Training on SWE-bench issues is cheating. In April 2026 the coalition penalizes contamination three ways:

Quarterly rotation — 25% of Pro test cases are replaced every 3 months with held-out private-repo issues
Contamination audits — labs must disclose training-data filters applied against SWE-bench repos
Held-out variants — a sealed private variant is run by the coalition to catch gaps

You can check contamination disclosures in each lab’s April 2026 launch posts. Anthropic, OpenAI, and Google DeepMind all publish them now; smaller labs are less consistent.

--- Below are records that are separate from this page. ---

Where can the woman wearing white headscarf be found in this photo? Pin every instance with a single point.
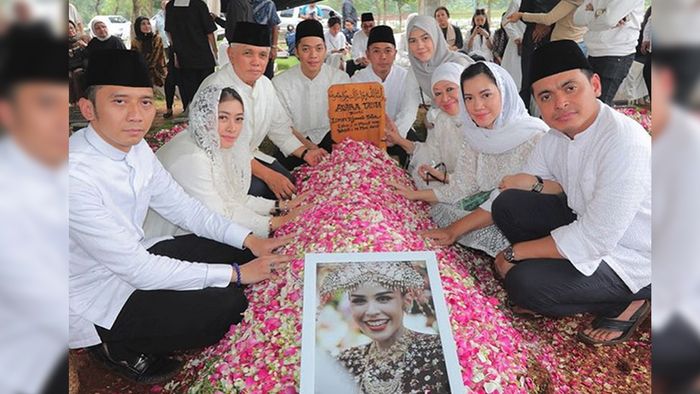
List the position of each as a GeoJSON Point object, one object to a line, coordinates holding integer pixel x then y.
{"type": "Point", "coordinates": [211, 161]}
{"type": "Point", "coordinates": [499, 135]}
{"type": "Point", "coordinates": [427, 50]}
{"type": "Point", "coordinates": [444, 141]}
{"type": "Point", "coordinates": [102, 39]}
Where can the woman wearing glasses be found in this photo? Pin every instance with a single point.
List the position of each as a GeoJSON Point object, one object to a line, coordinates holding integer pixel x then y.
{"type": "Point", "coordinates": [498, 138]}
{"type": "Point", "coordinates": [434, 160]}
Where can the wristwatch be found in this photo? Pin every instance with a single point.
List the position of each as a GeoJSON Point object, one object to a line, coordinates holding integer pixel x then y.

The benchmarks that will matter next

SWE-bench Pro is already showing signs of eventual saturation. The next-generation benchmarks catching attention in April 2026:

MCP-Atlas — scaled tool use with 100+ MCP servers
Terminal-Bench 2.0 — autonomous terminal-only coding, no IDE
OSWorld-Verified — computer use, not just code
Finance Agent v1.1 — multi-step financial analysis
CharXiv — scientific chart reasoning

Expect “SWE-bench Pro 2” or equivalent by end of 2026 as Opus 4.7 and its successors push Pro scores past 75%.

Verdict

For April 2026, report and compare SWE-bench Pro first. Verified still matters as a floor, but it’s saturating — Opus 4.7 at 87.6%, Mythos Preview at ~92%. Pro still has room and still separates the frontier from the rest.

If a launch announcement skips Pro entirely, assume the model didn’t do well on it. That’s the unwritten rule in AI launches right now.

Whichever benchmark you use, cross-check with MCP-Atlas and a real integration test on your own codebase. No single benchmark is the complete picture — and if you’re buying a model to ship code, only shipping speaks for itself.